Can you do an iterated hash function which distributes the collisions in some optimal manner? It would be a kind of tree of hash tables with a possibly different hash function operating at each level. See FM-index and Wavelet Tree. It might be interesting to consider Boolean Expression Diagrams to compute hashes: see Steve Bagley and David Brailsford on Data Compression and Weird Stuff.

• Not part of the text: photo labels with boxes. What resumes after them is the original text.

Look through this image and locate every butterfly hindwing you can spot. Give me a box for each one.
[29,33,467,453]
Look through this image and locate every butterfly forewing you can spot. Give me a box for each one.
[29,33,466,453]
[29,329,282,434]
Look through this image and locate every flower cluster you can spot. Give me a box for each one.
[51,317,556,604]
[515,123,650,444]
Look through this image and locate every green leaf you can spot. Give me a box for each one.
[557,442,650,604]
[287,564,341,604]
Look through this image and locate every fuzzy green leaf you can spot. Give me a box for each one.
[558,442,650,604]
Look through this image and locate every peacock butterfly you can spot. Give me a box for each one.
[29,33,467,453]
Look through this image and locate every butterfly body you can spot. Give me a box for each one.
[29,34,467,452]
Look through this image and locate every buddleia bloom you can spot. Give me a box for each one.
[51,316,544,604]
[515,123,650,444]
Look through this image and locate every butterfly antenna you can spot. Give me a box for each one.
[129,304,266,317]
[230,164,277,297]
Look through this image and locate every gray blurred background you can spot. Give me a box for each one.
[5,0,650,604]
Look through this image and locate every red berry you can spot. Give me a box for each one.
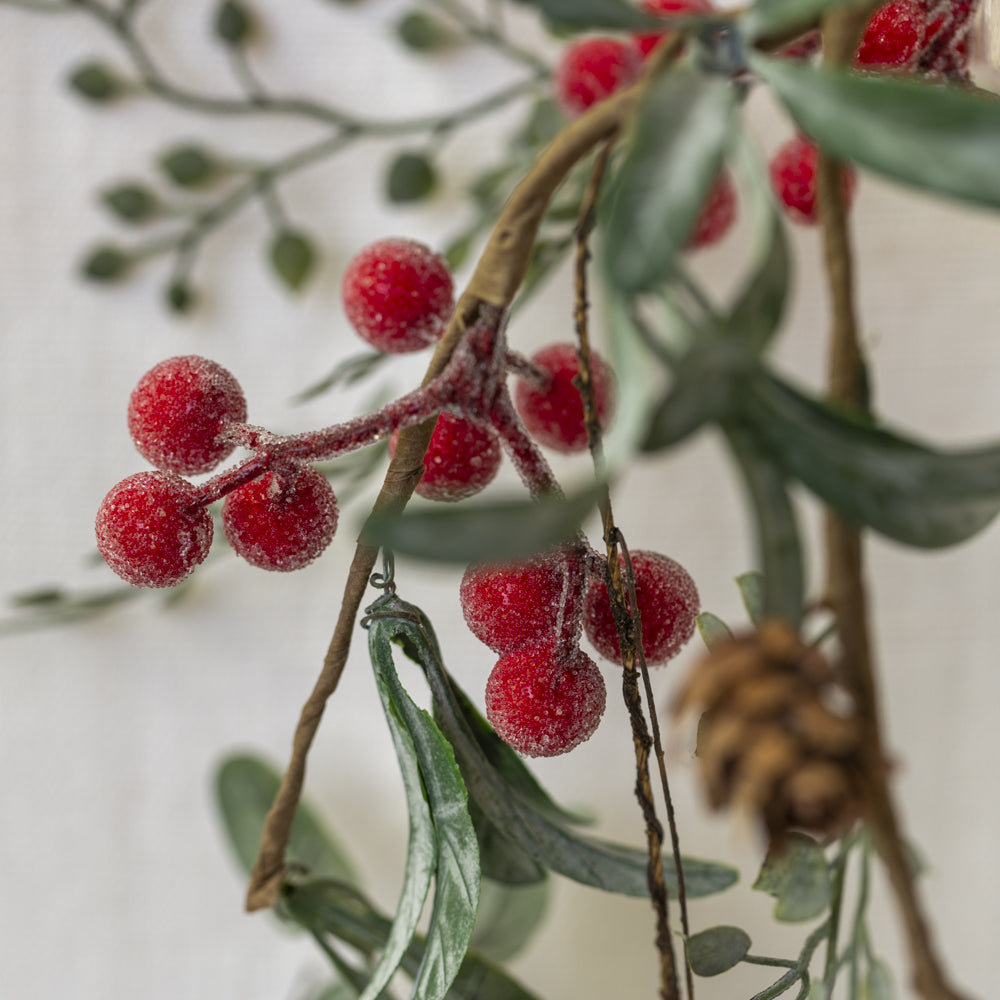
[128,354,247,475]
[771,135,858,225]
[583,551,700,664]
[855,0,927,69]
[95,472,212,587]
[486,639,607,757]
[222,465,337,572]
[687,170,736,250]
[632,0,713,59]
[389,413,502,500]
[343,239,454,354]
[459,553,579,653]
[555,38,640,117]
[514,344,614,453]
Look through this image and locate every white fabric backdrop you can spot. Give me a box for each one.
[0,0,1000,1000]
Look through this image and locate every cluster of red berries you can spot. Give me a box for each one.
[96,355,337,587]
[459,548,699,757]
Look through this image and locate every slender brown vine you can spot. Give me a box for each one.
[818,8,962,1000]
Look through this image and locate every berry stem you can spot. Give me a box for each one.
[819,5,960,1000]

Abstractly, a hash function is a mapping f from a vector space V of bits onto a binary scalar {0.1} where f(v) = 0 means "The vecor v of bits is in the table" and f(v) = 1 means "The vector v is not in the table." Another way to think about this is that the hash function is a two-coloring of a graph which, for an n dimensional vector space is the set of vertices of an n dimensional (hyper) cube. Think of the coordinates of the vertices on n orthogonal axes: if it's a unit cube with one vertex at the origin then the vertices are each either at 0 or 1 on each of the n axes. Then you can think of the hash table as being a relation which is an adjacency matrix, which specifies exactly those vertices which have edges between them. This is a diagonally symmetric n by n matrix with one entry for each row and column, and that entry at i,j is 1 if the vertex number i is connected to the vertex number j and 0 otherwise. Then there are special colorings of the vertices of the graph called bipartite which are those colorings where every edge in the adjacency matrix connects two vertices which are different: one is in the hash and the other is not. In these cases I conjecture that the relation has a form which can be split into two functional relations: one which maps the vertices in the hash to the ones outside, and the other which maps the ones outside to the ones inside. See Galois connection. Now it may turn out that there's a theorem in combinatorics which says something about these bipartite graphs: that there is some way that they can be used to construct the dominating cycles that Sophie Maclean talked about in Numberphile - Sophie Maclean on the Catalan Numbers. To prove this you would need to define some (pair of) partial orderings on the sets of elements that are in the hash and those that are not. See my tweet about Eugenia Cheng's talk.